Mengenal Tahap Pemerolehan Bahasa Pada Anak

pemerolehan bahasa anak
Sumber: pin.it

Jogjakeren.com – Bahasa merupakan alat komunikasi yang paling penting bagi manusia. Bahasa yang dimiliki manusia sangat dinamis sehingga dapat berkembang terus-menerus. Bahasa digunakan oleh manusia untuk bersosialisasi dan mengungkapkan pikirannya. Oleh karena itu, bahasa merupakan kebutuhan yang paling mendasar bagi manusia.

Bahasa merupakan alat komunikasi yang diperoleh manusia sejak lahir. Penguasaan sebuah bahasa oleh seorang anak dimulai dengan pemerolehan bahasa pertama yang sering kali disebut dengan bahasa ibu. Pemerolehan bahasa atau akuisisi bahasa adalah proses yang berlangsung di dalam otak anak-anak ketika dia memperoleh bahasa pertamanya atau bahasa ibunya (Fatmawati, 2015). Pemerolehan bahasa merupakan sebuah proses yang sangat panjang sejak anak belum mengenal sebuah bahasa sampai fasih berbahasa.

4 Karakteristik Pemerolehan Bahasa:

  1. Pemerolehan bahasa berlangsung dalam situasi informal
  2. Pemilihan bahasa  tidak melalui pembelajaran formal di sekolah
  3. Dilakukan tanpa sadar atau secara spontan
  4. Terjadi dalam konteks berbahasa yang bermakna bagi anak

Menurut Ingram (dalam penelitian Palenkahu, 2005) pemerolehan bahasa pertama dibagi menjadi empat periode, yaitu:

  1. Pertama, tahap pendahuluan ditandai dengan tiga jenis tingkah laku yaitu membabel, meniru, dan pemahaman awal.
  2. Kedua, periode pertama (1-1,6 tahun) anak memeroleh sejumlah bunyi dengan makna khusus yang menyatakan ide suatu kalimat secara menyeluruh, akan tetapi tidak ada bukti anak memahami tata bahasa.
  3. Ketiga, periode kedua (1,6-2,0 tahun) anak menyadari bahwa segala sesuatu mempunyai makna sembutan yang beruntun dalam pemerolehan kata dan pertanyaan tentang nama benda.
  4. Keempat, periode (2,0-2,6 tahun) anak mulai membentuk kalimat dengan baik dalam arti berisi kata-kata untuk relasi gramatikal utama subjek dan predikat.

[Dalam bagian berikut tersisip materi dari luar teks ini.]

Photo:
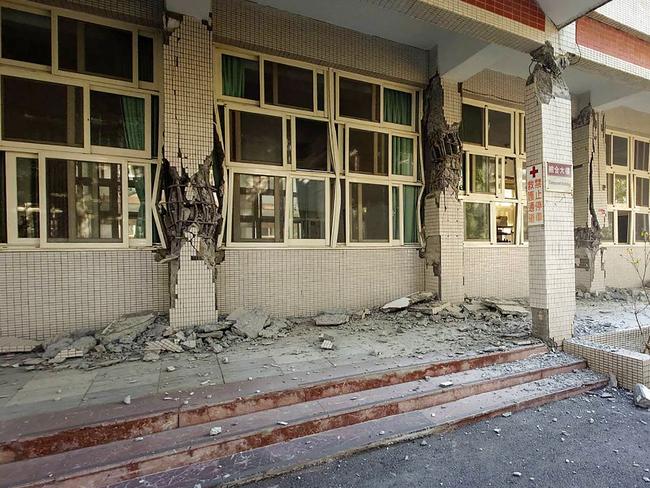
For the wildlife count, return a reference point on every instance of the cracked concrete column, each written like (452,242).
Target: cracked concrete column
(550,206)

Menurut T. Mahajani & R. H Muhtar (2019), faktor-faktor yang mempengaruhi pemerolehan bahasa anak meliputi:

  1. Keuniversalan bahasa
  2. Perkembangan kognitif anak
  3. Perkembangan sosial

Proses pemerolehan bahasa pertama pada anak dipengaruhi oleh faktor internal dan eksternal. Faktor internal berkaitan dengan faktor kognitif, Language Acquisition Device (LAD) atau perangkat pemerolehan bahasa yang dimiliki anak sejak lahir, serta IQ anak.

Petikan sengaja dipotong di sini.